You could create a line from each side’s first line start points and then another for each side’s last line end points. Add those into the list of all of the lines and try again.
You could calculate the center of all of your points and then sort your points by clockwise or counterclockwise and then create the curve necessary for your perimeter.
1- Try to prune duplicates … maybe there is duplication in points.
2- Try to sort each line of points by coordinates.

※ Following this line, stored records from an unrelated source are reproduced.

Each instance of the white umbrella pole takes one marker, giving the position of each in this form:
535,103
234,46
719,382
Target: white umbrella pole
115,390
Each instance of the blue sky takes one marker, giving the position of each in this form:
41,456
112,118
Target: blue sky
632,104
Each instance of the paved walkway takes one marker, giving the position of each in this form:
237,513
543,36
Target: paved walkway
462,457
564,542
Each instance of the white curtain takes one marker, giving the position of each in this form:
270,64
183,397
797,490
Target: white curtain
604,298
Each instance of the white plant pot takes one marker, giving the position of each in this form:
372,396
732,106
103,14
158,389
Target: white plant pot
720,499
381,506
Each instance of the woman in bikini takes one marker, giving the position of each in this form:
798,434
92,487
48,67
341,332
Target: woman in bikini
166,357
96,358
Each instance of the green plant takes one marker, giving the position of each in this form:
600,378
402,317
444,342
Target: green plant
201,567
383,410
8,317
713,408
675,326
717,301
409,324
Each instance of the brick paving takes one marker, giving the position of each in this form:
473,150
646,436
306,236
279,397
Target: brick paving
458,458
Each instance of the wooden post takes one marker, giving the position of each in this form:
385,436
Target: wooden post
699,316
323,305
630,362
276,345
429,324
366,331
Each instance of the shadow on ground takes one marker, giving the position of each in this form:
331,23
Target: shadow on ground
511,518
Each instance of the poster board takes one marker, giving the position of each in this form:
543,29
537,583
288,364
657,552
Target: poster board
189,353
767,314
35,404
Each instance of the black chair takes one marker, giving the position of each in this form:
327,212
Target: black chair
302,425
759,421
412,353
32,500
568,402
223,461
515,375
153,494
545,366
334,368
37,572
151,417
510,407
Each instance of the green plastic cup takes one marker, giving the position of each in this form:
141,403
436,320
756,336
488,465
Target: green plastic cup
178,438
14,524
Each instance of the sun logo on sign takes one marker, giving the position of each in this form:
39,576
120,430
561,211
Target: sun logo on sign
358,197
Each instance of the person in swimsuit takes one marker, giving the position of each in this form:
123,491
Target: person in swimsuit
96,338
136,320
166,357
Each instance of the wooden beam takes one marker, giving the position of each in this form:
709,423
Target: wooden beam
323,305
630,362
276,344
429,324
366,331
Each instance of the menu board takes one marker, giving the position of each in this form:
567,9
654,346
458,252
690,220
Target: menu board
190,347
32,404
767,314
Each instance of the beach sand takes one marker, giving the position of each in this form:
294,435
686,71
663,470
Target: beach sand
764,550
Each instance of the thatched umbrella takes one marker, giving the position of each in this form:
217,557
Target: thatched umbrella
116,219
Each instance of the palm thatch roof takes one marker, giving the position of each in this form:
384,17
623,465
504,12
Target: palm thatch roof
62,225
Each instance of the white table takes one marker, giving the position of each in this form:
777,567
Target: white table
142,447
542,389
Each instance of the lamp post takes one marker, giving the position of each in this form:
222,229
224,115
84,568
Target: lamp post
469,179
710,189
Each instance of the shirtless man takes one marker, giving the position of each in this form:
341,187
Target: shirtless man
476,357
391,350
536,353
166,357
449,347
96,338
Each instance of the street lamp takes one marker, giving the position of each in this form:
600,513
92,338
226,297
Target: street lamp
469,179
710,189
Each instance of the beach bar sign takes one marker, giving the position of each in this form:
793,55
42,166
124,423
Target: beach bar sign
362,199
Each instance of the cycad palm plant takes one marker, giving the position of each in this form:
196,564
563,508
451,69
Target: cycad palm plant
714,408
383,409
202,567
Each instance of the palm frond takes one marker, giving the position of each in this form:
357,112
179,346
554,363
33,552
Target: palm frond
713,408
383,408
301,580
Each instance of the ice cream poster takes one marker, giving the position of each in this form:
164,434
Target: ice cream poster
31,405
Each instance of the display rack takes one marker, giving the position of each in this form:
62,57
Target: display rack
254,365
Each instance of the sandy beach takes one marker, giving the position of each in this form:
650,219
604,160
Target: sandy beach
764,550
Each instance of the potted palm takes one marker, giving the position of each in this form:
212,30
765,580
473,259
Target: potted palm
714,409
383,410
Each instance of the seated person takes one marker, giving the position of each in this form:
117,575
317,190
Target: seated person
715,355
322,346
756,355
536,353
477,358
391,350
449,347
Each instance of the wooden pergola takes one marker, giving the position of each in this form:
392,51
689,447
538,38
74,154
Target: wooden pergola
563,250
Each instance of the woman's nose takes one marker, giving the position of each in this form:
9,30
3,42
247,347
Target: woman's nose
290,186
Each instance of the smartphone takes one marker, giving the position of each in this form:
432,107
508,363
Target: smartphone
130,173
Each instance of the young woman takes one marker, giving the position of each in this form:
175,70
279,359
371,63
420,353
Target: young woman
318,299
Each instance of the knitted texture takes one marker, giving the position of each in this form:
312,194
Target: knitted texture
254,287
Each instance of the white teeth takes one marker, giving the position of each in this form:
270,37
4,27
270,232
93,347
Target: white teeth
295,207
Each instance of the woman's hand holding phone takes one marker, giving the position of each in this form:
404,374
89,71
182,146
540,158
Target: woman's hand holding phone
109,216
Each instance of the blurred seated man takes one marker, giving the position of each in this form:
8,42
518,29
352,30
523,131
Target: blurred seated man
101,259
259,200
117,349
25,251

3- You might create surface by perimeter points then thickened it by floor required thickness then use spring nodes package to transfer this solid to Revit file as a family.
I would start here, using a Surface.ByLoft to connect the two sides of the curve. You’ll have to make each curve into a Polycurve first. ArchiLab has a helpful node called GroupCurves which will separate the upper and lower curve set for you, then just use a Polycurve.ByJoinedCurves.
After that use a Surface.ByLoft node and then a Surface.PerimeterCurves node. This will ensure that the curves are connected in order And not branching.
Of your polycurves fail to generate then before you draw any lines try the following as noted above in some cases:
Check your geometry scaling.
Use a Point.PruneDuplicates to discard any duplicated data.
Draw a line using a Line.ByBestFitThroughPoints node, and group the points into ‘above vs below’ the line, draw a second line by best fit through each of the sublists, and then get the distance from each point to the start point of the associated line, and sort the sublists by that distance.